Na punkcie pomiaru czasu facet nam mówi, że przed nami jest 13. W końcu udaje się dojść trójkę przed nami, a zatem to miejsca 11-16. Tak sobie kalkuluję, że w pierwszej dziesiątce raczej nie ma sześciu z M3, więc szansa na szerokie pudło jest. Okazuje się, że ten 'energiczny' jest jednocześnie lekarzem. Widzę, że rzeczywiście na podjazdach jesteśmy w stanie zerwać peletonik, ale to dopiero 30-32 km, do mety jeszcze daleko. Mówię mu więc, żeby teraz pojechać trochę spokojniej w grupie, a zaatakować na jakieś 10 km do mety. Chyba podoba mu się plan. No więc jedziemy, gęsiego po najlepiej ubitym torze jazdy. Ja chwilowo w ogonie grupki. Wtem jak nagle nie wyleci w powietrze właśnie mój 'wspólnik' od misternego planu. Zahaczył kierownicą o brzozę i mu się koło w poprzek ustawiło. Glebi centralnie przede mną, omijam go instynktownie i też wpadam na brzózkę, by po chwili zaliczyć kontakt z podłożem.

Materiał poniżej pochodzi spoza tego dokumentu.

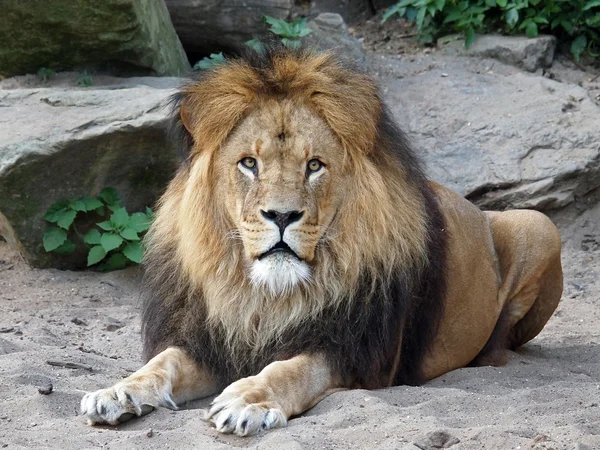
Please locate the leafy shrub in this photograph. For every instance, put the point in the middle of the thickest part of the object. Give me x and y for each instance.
(575, 21)
(209, 62)
(116, 245)
(290, 34)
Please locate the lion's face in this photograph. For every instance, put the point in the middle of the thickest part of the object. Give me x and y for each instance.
(281, 175)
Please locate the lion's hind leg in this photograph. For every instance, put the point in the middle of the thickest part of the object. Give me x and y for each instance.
(168, 379)
(528, 246)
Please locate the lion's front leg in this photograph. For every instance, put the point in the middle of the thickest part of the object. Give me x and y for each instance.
(168, 379)
(267, 400)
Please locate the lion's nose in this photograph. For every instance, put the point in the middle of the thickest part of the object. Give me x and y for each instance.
(282, 219)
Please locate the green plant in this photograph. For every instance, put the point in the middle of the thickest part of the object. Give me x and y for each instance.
(207, 63)
(573, 21)
(46, 74)
(290, 33)
(255, 45)
(119, 242)
(84, 80)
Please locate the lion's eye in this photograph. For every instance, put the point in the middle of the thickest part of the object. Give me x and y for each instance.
(249, 163)
(314, 165)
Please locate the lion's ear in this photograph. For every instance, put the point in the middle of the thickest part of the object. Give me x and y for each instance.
(185, 114)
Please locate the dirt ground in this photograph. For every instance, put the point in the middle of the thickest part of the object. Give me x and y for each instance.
(547, 397)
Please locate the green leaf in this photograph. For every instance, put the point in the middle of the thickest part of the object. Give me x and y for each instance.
(304, 32)
(278, 26)
(210, 62)
(453, 16)
(110, 241)
(53, 238)
(130, 234)
(96, 254)
(66, 248)
(531, 30)
(395, 9)
(578, 46)
(411, 14)
(134, 251)
(77, 205)
(106, 225)
(291, 43)
(114, 206)
(568, 26)
(55, 211)
(469, 36)
(119, 218)
(109, 196)
(92, 237)
(91, 203)
(512, 17)
(67, 218)
(116, 261)
(591, 5)
(139, 222)
(594, 21)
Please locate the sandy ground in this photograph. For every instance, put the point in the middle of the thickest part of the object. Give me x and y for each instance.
(547, 397)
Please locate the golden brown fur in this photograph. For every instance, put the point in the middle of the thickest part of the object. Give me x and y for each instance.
(387, 279)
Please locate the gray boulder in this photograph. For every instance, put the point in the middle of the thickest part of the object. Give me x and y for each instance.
(500, 137)
(128, 36)
(330, 32)
(63, 143)
(530, 54)
(206, 26)
(353, 11)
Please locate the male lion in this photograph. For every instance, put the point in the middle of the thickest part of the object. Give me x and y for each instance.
(302, 251)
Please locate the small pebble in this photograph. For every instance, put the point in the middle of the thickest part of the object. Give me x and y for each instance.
(46, 389)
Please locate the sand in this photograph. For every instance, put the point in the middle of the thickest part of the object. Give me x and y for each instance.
(547, 397)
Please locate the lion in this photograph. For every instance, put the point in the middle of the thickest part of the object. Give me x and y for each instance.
(301, 250)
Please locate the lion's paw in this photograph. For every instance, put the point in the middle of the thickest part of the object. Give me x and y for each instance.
(232, 412)
(113, 406)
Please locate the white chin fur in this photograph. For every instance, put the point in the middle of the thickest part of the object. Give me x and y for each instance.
(279, 273)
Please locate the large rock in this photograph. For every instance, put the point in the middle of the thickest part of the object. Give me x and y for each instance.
(63, 143)
(353, 11)
(205, 26)
(330, 32)
(530, 54)
(503, 138)
(130, 36)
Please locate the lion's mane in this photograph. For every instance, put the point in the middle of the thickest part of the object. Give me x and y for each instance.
(378, 286)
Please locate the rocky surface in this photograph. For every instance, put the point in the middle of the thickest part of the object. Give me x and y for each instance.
(129, 36)
(530, 54)
(352, 11)
(206, 26)
(329, 31)
(497, 135)
(60, 142)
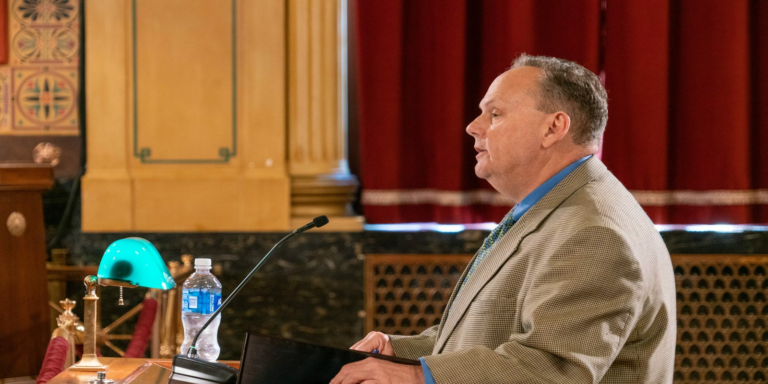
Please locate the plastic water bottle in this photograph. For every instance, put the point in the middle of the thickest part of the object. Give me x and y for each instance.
(201, 296)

Na szczęście owo podłoże jest miękkie. Szybko się podnoszę i widzę, że jedyne straty do wykrzywiona kierownica. Natomiast kolega jest wyraźnie zamroczony, nie bardzo wie gdzie jest. Zostają przy nim na chwilę 2 kobiety z mini, które akurat wyprzedzaliśmy, a ja lecę dalej, próbując dogonić grupkę. Straciłem pewnie około minuty. Sam raczej nie dałbym rady dojść, ale dogania mnie paru mocnych gości i zaczyna się szaleństwo. Po pierwsze tempo jest naprawdę mocne, po drugie mijamy dosłownie tłumy zawodników z mini. Co chwila trzeba przeskakiwać z lewej na prawą, czasem pocisnąć po krzaczorach. Cały czas czuję power w nogach, ale zaczynam żałować, że wziąłem tylko jednego żela..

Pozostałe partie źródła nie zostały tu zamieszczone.